15 October 2007

Have you seen this man?

I watched that Channel 4 '100 Greatest Stand-Up Comedians' thing the other night. Yeah, I know, on E4, only six months later than everyone else. Needless to say, there were some improbable results along the way, and I'm thoroughly mystified at how Jimmy Carr and Jack Dee, for all their virtues, polled better than Woody Allen. Has nobody heard him talk about the moose? And what on earth was Victoria Wood doing in the top ten? Or Harry Hill, for that matter? Especially ahead of Bill Hicks.

Still, the top four were pretty decent, despite, say, Eddie Izzard having gone off the boil nearly a decade ago.
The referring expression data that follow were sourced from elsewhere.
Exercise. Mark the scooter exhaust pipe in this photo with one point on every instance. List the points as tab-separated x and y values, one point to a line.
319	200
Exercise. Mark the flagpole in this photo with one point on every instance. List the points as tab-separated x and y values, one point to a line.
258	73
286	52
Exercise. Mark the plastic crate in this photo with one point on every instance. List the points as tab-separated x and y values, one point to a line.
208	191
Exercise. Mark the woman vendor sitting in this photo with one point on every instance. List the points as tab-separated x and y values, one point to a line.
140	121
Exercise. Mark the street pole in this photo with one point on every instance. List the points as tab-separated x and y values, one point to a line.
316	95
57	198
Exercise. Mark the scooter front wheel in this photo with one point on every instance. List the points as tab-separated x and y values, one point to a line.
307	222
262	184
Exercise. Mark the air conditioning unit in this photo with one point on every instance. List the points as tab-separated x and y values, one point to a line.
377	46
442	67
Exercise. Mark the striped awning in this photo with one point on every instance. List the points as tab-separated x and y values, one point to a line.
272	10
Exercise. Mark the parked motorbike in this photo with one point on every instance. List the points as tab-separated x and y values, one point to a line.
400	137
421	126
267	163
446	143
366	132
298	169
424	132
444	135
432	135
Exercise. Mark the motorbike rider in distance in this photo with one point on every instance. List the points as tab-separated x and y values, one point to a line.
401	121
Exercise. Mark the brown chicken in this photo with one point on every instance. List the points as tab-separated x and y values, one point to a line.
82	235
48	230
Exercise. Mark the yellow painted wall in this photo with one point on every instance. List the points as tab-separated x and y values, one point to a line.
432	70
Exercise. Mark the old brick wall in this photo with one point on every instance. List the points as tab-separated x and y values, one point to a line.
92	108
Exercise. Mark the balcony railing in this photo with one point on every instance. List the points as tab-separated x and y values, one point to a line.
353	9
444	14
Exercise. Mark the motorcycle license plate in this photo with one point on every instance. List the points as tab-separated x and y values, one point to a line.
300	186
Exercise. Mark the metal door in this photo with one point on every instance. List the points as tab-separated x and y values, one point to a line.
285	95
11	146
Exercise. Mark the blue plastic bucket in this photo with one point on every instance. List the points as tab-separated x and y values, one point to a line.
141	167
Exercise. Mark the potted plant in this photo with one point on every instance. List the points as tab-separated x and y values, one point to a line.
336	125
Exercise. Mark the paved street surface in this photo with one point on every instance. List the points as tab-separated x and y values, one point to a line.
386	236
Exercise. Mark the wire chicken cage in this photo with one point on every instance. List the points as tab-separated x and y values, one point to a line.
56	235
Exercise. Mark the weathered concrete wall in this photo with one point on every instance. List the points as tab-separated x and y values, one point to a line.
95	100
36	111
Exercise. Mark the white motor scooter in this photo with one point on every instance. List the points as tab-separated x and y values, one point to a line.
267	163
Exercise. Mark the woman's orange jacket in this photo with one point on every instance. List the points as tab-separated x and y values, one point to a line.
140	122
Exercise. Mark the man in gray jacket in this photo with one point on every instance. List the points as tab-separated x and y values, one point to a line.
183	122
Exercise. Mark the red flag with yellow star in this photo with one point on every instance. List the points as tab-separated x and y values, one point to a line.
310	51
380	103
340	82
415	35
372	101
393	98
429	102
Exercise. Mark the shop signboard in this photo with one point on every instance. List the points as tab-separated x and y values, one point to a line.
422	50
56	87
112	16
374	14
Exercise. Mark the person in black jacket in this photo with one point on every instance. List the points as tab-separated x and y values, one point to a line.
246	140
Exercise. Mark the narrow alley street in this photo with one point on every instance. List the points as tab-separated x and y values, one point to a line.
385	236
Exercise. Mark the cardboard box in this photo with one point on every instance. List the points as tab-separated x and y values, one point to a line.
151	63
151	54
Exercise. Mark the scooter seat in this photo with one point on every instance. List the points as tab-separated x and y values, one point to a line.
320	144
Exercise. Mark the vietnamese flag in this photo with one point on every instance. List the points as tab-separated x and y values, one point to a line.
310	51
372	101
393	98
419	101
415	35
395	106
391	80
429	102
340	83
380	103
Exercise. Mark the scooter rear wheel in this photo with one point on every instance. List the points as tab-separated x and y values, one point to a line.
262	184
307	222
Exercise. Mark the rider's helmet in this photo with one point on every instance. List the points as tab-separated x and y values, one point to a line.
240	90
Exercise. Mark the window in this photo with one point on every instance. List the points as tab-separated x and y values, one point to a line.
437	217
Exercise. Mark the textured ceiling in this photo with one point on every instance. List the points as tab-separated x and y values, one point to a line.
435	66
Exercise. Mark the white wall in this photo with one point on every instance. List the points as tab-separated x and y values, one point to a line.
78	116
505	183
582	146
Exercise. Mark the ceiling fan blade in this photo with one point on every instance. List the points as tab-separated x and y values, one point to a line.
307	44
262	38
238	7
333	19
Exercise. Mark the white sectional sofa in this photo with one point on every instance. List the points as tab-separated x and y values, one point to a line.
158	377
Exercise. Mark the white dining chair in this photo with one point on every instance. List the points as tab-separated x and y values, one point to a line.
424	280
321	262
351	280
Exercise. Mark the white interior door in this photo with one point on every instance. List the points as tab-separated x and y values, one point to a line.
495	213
They could certainly be argued with some credibility, unlike, say, Robbie Williams being voted the sixth most influential musician of the last thousand years, ahead of, say, Bach, who barely scraped into the top ten.

All of which reminds me, I see Ian Cognito is performing at the Manchester Comedy Festival. He's on this Friday and Saturday at Charlie's on Harter Street. No, he doesn't make the list at all.

I think the brother saw him back in the day, back when the likes of Eddie Izzard, Sean Hughes, and Jo Brand were working the circuit and Frank Sinner was holding court in Birmingham, and was impressed. Though I may have imagined that.

He's pointed me in the past - and did so again the other day - to A Comedian's Tale, Ian Cognito's rather rough and ready account of the often harsh and occasionally very strange realities of life of the road for stand-up comedians in the UK. It's certainly worth a read, not least for jokes like this:
Not only did he clear the land of snakes, St Patrick was responsible for the Irish adopting the shamrock as their natural emblem, when he sayethed

"And isn't the shamrock a bit like the blessed holy trinity. That mystery which none of us can truly understand can be seen in the humble shamrock. The three leaves coming from the one stem, similar to the three people in the one God. . And if we think....."

So interrupted someone in the gathering

"For fuck's sake Pat, if you've got the ace of clubs will you just put it down."
Okay, that's not the best there by any means, but in truth what makes it worth reading isn't the jokes so much as the anecdotes and observations. If you read it you'll probably conclude pretty sharpish that it's badly in need of an editor, but there's a fine book there trying to get out.

My point being, if I were in Manchester this weekend, rather than - say - next one, I think I'd be very tempted to go see what he's like. It'd be the only way to find out, after all, seeing as he 'doesn't do' television, and is banned from half the comedy clubs in England.

In the absence of Mr Cognito, though, I shall be happy to make do with the Moose.